The book is tonally different from the movie. There is a 19th century stateliness to Northup’s prose, a flat polite understatedness that contributes to its power and authority. Take, for example, the first paragraph, which tells the whole story of the book and makes the big promises the way so many first paragraphs from Charles Dickens and John Irving might:
Having been born a freeman, and for more than thirty years enjoyed the blessings of liberty in a free State—and having at the end of that time been kidnapped and sold into Slavery, where I remained, until happily rescued in the month of January, 1853, after a bondage of twelve years—it has been suggested that an account of my life and fortunes would not be uninteresting to the public.

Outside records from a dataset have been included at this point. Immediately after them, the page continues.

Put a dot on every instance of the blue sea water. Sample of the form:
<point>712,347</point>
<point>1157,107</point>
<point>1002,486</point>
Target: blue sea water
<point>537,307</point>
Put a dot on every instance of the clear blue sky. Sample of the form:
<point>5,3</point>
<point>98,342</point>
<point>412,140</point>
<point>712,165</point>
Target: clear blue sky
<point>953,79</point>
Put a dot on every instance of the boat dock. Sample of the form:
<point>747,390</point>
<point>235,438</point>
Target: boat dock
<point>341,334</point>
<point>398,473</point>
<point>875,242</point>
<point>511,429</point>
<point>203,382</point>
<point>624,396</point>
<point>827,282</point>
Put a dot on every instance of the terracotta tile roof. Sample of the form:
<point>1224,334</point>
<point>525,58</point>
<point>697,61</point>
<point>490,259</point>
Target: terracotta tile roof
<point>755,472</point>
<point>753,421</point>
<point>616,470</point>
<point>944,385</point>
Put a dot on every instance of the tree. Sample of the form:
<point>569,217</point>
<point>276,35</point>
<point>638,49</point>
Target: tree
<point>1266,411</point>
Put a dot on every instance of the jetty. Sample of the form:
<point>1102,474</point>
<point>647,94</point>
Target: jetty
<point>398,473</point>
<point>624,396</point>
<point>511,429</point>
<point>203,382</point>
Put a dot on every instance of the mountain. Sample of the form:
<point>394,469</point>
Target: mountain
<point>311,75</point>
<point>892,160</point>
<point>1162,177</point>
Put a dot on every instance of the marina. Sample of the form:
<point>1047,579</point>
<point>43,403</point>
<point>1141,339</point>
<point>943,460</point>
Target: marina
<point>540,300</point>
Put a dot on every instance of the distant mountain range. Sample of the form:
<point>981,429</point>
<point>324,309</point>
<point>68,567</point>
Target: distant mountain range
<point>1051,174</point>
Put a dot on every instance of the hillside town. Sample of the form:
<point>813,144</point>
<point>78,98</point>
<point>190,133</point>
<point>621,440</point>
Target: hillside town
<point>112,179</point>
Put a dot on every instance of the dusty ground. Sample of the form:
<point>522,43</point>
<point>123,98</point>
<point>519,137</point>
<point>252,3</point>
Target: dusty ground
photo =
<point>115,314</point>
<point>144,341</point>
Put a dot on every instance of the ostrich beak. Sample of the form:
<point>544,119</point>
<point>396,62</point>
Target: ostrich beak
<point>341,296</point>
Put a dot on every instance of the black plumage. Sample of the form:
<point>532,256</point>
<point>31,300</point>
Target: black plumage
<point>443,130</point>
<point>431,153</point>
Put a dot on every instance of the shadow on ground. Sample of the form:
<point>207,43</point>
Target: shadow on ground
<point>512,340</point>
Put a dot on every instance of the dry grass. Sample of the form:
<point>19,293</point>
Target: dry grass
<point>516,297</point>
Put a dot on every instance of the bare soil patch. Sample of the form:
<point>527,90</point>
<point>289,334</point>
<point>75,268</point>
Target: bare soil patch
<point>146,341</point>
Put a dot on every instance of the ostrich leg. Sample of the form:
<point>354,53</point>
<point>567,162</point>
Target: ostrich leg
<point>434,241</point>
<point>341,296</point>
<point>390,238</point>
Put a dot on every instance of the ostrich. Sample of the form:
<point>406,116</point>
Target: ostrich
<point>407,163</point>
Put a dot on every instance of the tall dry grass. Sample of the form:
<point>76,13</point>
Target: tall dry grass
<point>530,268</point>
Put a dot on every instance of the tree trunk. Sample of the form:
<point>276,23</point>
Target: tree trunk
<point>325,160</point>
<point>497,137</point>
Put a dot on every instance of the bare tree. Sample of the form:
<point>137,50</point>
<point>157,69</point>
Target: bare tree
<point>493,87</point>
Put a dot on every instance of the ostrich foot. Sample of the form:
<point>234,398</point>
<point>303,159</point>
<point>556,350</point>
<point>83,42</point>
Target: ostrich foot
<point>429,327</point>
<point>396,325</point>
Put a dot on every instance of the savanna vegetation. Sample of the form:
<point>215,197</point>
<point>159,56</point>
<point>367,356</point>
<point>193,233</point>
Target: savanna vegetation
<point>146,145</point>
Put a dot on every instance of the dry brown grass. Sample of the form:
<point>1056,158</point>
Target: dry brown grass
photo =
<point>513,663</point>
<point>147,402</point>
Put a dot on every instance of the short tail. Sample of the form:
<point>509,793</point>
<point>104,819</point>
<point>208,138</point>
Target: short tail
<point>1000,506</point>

What follows is the kind of history that ought more often be assigned as reading in schools—not the abstractions of the high school history textbook, where lives are reduced to summaries of movements and accomplishments, facts to remember—but instead the ground-level report from a person who lived through the day-to-day, the moment-by-moment. It is one thing to say that the United States once enslaved millions of people. It is another to read Northup on the subject of his beating in the slave pen, where he was allowed “blankets, such as are used upon horses,” only after two men stood over him with the cat’o’ninetails, “a large rope of many strands . . . a knot tied at the extremity of each,” and the paddle, “a piece of hard-word board, eighteen or twenty inches long, moulded to the shaped of an old-fashioned pudding stick, or ordinary oar,” and how the “flattened portion, which was about the size in circumference of two open hands, was bored with a small auger in numerous places.”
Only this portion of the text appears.